Ce qu'il faut retenir
- Une restructuration du réseau de distribution de La Poste est à l’étude, avec un focus sur la rentabilité et l’adaptation aux nouveaux usages.
- L’entreprise pourrait réduire le nombre de points de contact et réorganiser ses tournées postales.
- Cette décision s’inscrit dans un contexte de concurrence accrue et de baisse des volumes de courrier traditionnel.
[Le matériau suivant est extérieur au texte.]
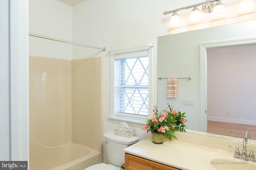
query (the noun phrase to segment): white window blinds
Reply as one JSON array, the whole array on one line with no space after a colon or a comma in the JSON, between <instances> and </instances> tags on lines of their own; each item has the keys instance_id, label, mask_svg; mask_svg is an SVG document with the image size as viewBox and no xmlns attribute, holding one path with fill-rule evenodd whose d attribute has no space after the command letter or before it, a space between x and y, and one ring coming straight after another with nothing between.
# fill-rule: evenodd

Un réseau historique sous pression
Le réseau de La Poste, héritier d’une longue tradition de service public, compte aujourd’hui plus de 17 000 points de contact répartis sur l’ensemble du territoire français. Pourtant, comme le rapporte BFM Business, la baisse continue du volume de courrier — en chute de près de 40 % depuis 2010 — pousse l’entreprise à repenser son modèle. Les lettres et colis représentent désormais une part minoritaire de son activité, tandis que les services financiers et logistiques prennent une place croissante. « Nous devons nous adapter à un environnement où le numérique et les attentes des clients évoluent rapidement », a déclaré un porte-parole de l’entreprise, cité par BFM Business.
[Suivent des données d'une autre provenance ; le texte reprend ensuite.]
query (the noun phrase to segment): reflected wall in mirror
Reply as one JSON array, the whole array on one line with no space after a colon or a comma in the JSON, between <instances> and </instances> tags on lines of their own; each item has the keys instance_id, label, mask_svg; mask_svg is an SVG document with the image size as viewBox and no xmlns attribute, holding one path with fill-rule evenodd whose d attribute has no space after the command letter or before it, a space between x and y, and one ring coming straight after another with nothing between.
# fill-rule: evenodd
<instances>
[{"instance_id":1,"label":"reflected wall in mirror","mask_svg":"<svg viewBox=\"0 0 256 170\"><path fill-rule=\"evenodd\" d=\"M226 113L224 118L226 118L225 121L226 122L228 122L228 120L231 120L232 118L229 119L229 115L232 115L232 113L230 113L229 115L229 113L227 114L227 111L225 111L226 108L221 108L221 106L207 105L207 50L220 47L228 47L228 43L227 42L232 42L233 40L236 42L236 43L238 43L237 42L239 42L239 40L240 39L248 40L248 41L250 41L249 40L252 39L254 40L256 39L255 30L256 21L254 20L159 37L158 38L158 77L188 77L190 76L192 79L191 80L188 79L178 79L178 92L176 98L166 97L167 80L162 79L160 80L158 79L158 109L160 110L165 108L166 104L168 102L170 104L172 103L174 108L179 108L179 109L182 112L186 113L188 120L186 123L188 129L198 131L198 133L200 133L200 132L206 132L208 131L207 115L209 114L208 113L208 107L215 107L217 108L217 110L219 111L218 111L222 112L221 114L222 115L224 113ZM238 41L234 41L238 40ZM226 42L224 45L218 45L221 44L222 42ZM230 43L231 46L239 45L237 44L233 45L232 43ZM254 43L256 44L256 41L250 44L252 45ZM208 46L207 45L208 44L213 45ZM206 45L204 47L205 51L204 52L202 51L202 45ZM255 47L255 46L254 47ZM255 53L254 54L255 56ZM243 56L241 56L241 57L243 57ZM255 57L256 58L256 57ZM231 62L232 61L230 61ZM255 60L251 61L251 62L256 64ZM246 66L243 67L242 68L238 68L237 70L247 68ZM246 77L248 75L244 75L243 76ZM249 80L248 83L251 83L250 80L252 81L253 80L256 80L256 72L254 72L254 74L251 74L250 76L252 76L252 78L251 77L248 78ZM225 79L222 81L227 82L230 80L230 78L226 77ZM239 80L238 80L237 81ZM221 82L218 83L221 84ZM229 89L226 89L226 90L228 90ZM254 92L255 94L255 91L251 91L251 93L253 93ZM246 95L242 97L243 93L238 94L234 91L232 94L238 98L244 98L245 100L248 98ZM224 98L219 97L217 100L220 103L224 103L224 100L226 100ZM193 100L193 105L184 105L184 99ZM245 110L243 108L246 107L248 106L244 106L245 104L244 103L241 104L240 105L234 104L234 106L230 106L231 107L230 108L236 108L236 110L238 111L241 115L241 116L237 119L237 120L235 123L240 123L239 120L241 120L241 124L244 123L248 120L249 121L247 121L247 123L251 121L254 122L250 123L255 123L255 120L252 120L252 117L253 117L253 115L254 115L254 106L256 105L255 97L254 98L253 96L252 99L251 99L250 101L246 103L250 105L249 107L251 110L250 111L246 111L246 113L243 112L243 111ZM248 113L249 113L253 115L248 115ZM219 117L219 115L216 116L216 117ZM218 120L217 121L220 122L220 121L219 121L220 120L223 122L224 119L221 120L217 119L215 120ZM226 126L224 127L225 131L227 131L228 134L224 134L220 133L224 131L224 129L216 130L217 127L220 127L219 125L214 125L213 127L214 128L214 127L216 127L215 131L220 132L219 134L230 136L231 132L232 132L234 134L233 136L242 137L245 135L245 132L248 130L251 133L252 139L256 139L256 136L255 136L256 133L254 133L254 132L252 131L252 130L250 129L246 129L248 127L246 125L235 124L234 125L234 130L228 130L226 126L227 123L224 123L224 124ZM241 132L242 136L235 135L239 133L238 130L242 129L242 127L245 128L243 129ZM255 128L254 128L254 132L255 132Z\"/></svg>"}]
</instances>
Les pistes envisagées pour une refonte
Parmi les scénarios envisagés, BFM Business indique que La Poste pourrait fermer ou regrouper certains bureaux de poste jugés non rentables, notamment dans les zones rurales ou faiblement peuplées. Une autre piste serait de transformer certains points de contact en « espaces services », proposant uniquement des services bancaires ou logistiques, sans nécessairement maintenir un service de distribution de courrier quotidien. « L’objectif est de garantir la pérennité du réseau tout en répondant aux besoins des territoires », précise la même source. Une consultation des syndicats et des élus locaux est prévue pour affiner ces propositions.
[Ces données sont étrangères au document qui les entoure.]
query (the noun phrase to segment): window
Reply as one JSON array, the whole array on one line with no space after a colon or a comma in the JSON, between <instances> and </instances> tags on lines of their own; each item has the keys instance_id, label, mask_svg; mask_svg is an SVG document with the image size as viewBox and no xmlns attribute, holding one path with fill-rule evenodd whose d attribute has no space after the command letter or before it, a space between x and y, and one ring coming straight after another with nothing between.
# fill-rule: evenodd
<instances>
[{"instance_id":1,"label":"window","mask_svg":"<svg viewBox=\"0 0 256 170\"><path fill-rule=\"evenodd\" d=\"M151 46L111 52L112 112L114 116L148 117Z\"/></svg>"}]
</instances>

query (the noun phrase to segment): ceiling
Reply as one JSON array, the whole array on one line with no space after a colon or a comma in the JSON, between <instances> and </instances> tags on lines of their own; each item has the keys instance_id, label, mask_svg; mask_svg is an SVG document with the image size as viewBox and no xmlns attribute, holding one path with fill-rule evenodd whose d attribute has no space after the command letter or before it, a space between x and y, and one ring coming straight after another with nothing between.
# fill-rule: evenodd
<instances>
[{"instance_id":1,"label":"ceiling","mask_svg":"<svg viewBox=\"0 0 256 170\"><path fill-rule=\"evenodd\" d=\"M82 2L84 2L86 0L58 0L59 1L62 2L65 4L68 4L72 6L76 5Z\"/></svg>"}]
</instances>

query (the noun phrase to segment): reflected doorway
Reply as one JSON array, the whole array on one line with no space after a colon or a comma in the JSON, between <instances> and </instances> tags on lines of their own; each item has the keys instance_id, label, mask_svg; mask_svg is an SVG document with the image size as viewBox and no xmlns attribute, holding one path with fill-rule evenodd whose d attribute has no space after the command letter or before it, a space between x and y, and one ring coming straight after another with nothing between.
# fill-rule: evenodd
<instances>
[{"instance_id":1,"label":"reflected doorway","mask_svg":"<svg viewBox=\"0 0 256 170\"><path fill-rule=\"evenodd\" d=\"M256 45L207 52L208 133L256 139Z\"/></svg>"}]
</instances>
Un défi économique et social
Cette restructuration ne sera pas sans conséquences pour les quelque 250 000 salariés du groupe La Poste. Si l’entreprise promet de « préserver l’emploi autant que possible », les syndicats s’inquiètent d’un possible plan de départs volontaires ou de mutations forcées. « Tout changement doit être accompagné, et nous exigeons des garanties sur l’avenir des postes », a réagi Sophie Binet, secrétaire générale de la CGT La Poste, dans une déclaration relayée par BFM Business. Autre enjeu : maintenir un service public de qualité dans les zones les moins densément peuplées, où La Poste joue un rôle clé. Le gouvernement, actionnaire majoritaire de l’entreprise, a déjà indiqué qu’il suivrait « avec attention » les discussions en cours.
En attendant, les Français pourraient bientôt voir évoluer l’offre de services dans leurs bureaux de poste locaux. Une chose est sûre : dans un secteur en pleine mutation, La Poste n’a d’autre choix que de se réinventer pour survivre.